- The Internal Revenue Service has fallen short of plans to answer more taxpayer telephone calls, support victims of identity theft and eliminate backlogs of both amended tax returns and employee retention credit claims, according to the Office of the National Taxpayer Advocate.
- The IRS could take the biggest stride toward upgrading service to taxpayers by prioritizing the improvement of online accounts for businesses, individuals and tax professionals to the level set by private financial institutions, the agency watchdog said in its annual report to Congress.
- “The IRS has a tall mountain to climb to achieve its goals of rebuilding the agency, modernizing its systems and providing the quality service taxpayers deserve,” Erin Collins, the national taxpayer advocate, wrote in a preface. At the same time, she praised the agency’s success in reducing a pandemic-period backlog of more than 35 million unprocessed tax returns.
The detailed criticism from Collins coincides with an effort by Republican lawmakers to deepen cuts to roughly $80 billion provided to the IRS in 2022 under the Inflation Reduction Act for upgrading customer service, replacing decades-old technology and cracking down on tax evaders.

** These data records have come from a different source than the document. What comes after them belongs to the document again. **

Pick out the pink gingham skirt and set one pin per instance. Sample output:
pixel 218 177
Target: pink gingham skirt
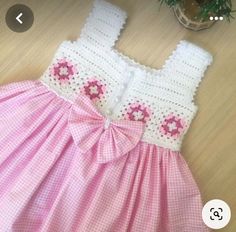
pixel 47 184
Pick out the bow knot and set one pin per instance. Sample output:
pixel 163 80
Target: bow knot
pixel 111 138
pixel 107 123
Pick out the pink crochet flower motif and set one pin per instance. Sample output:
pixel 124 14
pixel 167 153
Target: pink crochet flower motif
pixel 138 112
pixel 94 89
pixel 172 126
pixel 63 70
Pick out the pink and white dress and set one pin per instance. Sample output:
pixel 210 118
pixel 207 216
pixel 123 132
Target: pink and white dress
pixel 93 145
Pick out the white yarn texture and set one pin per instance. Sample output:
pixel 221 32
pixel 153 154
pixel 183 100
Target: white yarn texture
pixel 163 98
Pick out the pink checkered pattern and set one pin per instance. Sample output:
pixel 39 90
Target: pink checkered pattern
pixel 48 184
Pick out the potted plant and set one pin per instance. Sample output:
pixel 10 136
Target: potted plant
pixel 200 14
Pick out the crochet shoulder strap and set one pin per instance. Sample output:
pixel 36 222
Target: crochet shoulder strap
pixel 103 24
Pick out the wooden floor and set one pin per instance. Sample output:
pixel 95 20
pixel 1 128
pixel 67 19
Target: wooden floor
pixel 149 37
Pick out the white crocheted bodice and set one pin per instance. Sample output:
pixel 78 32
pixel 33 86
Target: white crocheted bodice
pixel 124 89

Leaders from both chambers of Congress said on Jan. 7 that they would accelerate a $10 billion reduction in IRS enforcement as part of a proposed deal on 2024 government spending. The agreement has come under fire from some Republicans seeking bigger spending cuts.
“I want to emphasize that additional funding is essential for continued improvement in taxpayer interactions with the IRS,” Collins said. “Replacing antiquated technology systems and ensuring the IRS has enough employees to perform basic services such as answering telephone calls and processing correspondence simply can’t be done without sufficient resources.”
The IRS, while making improvements in serving taxpayers, has overstated its progress by claiming to answer 85% of calls, Collins said.
“Only 35% of callers reached an IRS employee during the filing season, and only 29% of callers reached an IRS employee during the full fiscal year,” she said.
Although the IRS eliminated its backlog of Form 1040s, its stack of unprocessed amended business and individual tax returns remains more than double the pre-pandemic level, Collins said. “In addition, the percentage of taxpayer correspondence classified as ‘overage’ has reached its highest level in recent memory.”
The agency also needs to work through a backlog of about 1 million claims for the Employee Retention Credit, which Congress created to aid employers that were shut down by a pandemic-induced government order during 2020 or the first three calendar quarters of 2021.
“The IRS reports it has received a raft of fraudulent and otherwise non-qualifying claims, making the ERC difficult to administer,” Collins said.
“If it pays claims quickly without adequate review, it could pay billions of dollars to non-qualifying persons,” she said. “If it takes the time to review claims carefully, eligible employers will experience significant delays in receiving the credit, and in extreme cases, employers who need the funds immediately could go out of business.”
Collins flagged some IRS successes.
For example, from the close of the 2021 filing season to the end of last year, the IRS transcribed, digit-by-digit, a backlog of 17 million paper-filed Form 1040s.
Also, by the end of fiscal year 2023, the IRS increased its phone call answer rate to 29% from 11% at the close of the 2021 filing season, she said.